The first order of business involved restoring the foyer, which had been reduced in the earlier remodeling. Removing an upstairs closet and widening a lower-level doorway returned the entry space to its original lofty grandeur. The area's archways, typical of Spanish Colonial style, also were expanded to provide clear sight lines through the house and into the backyard.
In the living room, the entrance from the foyer (not shown) was widened to allow the two spaces to share daylight. The soaring fireplace and existing ceiling beams were kept to preserve the home's original charm, while new furnishings, bamboo shades, and earthy tones were added to update the look.
The dining room, which segues from the kitchen to the backyard patio, merely required redecorating. Like the rest of the home, its eclectic style now mingles Spanish Colonial elements with contemporary touches. Light-color rattan chairs, a dark table, an antique icebox, and a hefty iron chandelier imbue the space with texture and style.
In the kitchen, worn surfaces, outdated styling, and inexpensive appliances once cheapened the look. Out they went, to be replaced by contemporary Euro-style cabinetry, stainless-steel accents, professional-style appliances, and a full complement of modern amenities.
Next, the renovator opened an archway between the kitchen and the breakfast nook. Today, a large bay window makes the space even more inviting. A blend of old-world lighting, Art Deco-inspired furniture, and a colorful contemporary painting continue the home's eclectic mix of styles.
Before, the family room was an addition accessed only through a small doorway; reframing its entrance tied it into the kitchen, ideal for entertaining purposes. New French doors provide an easy transition between indoors and out. Bamboo blinds, a Moroccan rug, and rustic reds and browns give the room an earthy ambience.

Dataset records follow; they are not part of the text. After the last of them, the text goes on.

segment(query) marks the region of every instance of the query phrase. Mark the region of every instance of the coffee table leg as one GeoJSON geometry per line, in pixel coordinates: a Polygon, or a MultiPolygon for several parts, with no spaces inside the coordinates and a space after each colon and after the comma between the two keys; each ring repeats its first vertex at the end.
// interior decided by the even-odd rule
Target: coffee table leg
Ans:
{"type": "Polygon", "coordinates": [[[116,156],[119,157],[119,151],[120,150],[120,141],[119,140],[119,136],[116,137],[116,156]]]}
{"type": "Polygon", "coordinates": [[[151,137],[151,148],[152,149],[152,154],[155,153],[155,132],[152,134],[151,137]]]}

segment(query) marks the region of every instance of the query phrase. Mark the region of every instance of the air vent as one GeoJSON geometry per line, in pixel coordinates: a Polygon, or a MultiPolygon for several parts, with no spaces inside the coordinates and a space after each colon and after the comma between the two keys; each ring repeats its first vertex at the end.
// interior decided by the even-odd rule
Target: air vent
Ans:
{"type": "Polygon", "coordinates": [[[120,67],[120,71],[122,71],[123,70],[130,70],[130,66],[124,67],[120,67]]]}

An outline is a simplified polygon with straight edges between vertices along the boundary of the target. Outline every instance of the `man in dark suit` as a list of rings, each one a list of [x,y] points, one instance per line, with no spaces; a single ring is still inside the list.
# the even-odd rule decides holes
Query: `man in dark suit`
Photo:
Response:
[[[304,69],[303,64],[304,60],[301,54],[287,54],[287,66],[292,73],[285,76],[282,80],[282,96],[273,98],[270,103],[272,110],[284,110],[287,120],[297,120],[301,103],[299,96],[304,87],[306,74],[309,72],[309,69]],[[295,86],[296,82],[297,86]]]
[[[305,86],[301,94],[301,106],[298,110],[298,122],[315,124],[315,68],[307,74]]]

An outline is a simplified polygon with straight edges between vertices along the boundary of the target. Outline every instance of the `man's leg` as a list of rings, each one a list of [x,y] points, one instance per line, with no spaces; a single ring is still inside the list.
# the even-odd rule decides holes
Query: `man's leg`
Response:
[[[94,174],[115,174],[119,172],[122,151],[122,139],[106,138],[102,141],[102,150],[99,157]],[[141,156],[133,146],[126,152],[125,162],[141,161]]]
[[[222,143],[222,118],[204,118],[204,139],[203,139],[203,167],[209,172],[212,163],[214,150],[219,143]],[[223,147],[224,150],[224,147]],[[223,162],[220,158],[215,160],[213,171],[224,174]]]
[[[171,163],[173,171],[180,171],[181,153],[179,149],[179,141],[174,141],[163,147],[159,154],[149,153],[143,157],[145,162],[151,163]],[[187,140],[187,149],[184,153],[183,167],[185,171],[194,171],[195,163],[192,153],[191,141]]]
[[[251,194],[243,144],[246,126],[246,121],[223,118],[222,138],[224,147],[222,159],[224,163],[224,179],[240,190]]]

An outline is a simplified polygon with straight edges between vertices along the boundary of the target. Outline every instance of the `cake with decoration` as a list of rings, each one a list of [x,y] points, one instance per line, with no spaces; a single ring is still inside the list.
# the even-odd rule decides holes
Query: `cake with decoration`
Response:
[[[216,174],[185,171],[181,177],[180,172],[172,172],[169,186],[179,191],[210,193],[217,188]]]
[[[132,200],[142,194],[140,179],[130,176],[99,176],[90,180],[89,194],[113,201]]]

The master bath, like the kitchen, now exhibits a sleek look. The space features contemporary fixtures, a Japanese soaking tub, and an open shower. Glass mosaic tiles in pearlescent browns and greens mixed with other tiles of varying sizes and sheens add warmth to the streamlined space.
Despite the sleek features, the master bath maintains an inviting, organic feel thanks to a palette of earth tones. A farmhouse sink provides an unexpected splash of vintage style amid the classic tiles.
Prior to this renovation, the home suffered from fragmented spaces that inhibited flow. As a result, it was necessary to make changes to the existing floor plan to restore the original charm. The home's flow opened as walls came down and archways between rooms were enlarged.
With four bedrooms upstairs, the home didn't need the main-level bedroom and full bath. So the bedroom door was removed, opening the room to the foyer and allowing the space to be converted into a library. Next, the renovator enlarged existing archways to link the kitchen, breakfast nook, and family room. Those changes made better use of the space while improving the main level's room-to-room flow.
The home's previous upstairs floor plan forced traffic down a narrow hallway to the narrow rooms, giving the entire upper level a claustrophobic feel.
Reconfiguring two bedrooms, a laundry, and a bath made room for a spacious master suite and vestibule-style landing at the top of the stairs. Every room of the renovated home is now comfortable and architecturally interesting--exactly the result the owner wanted.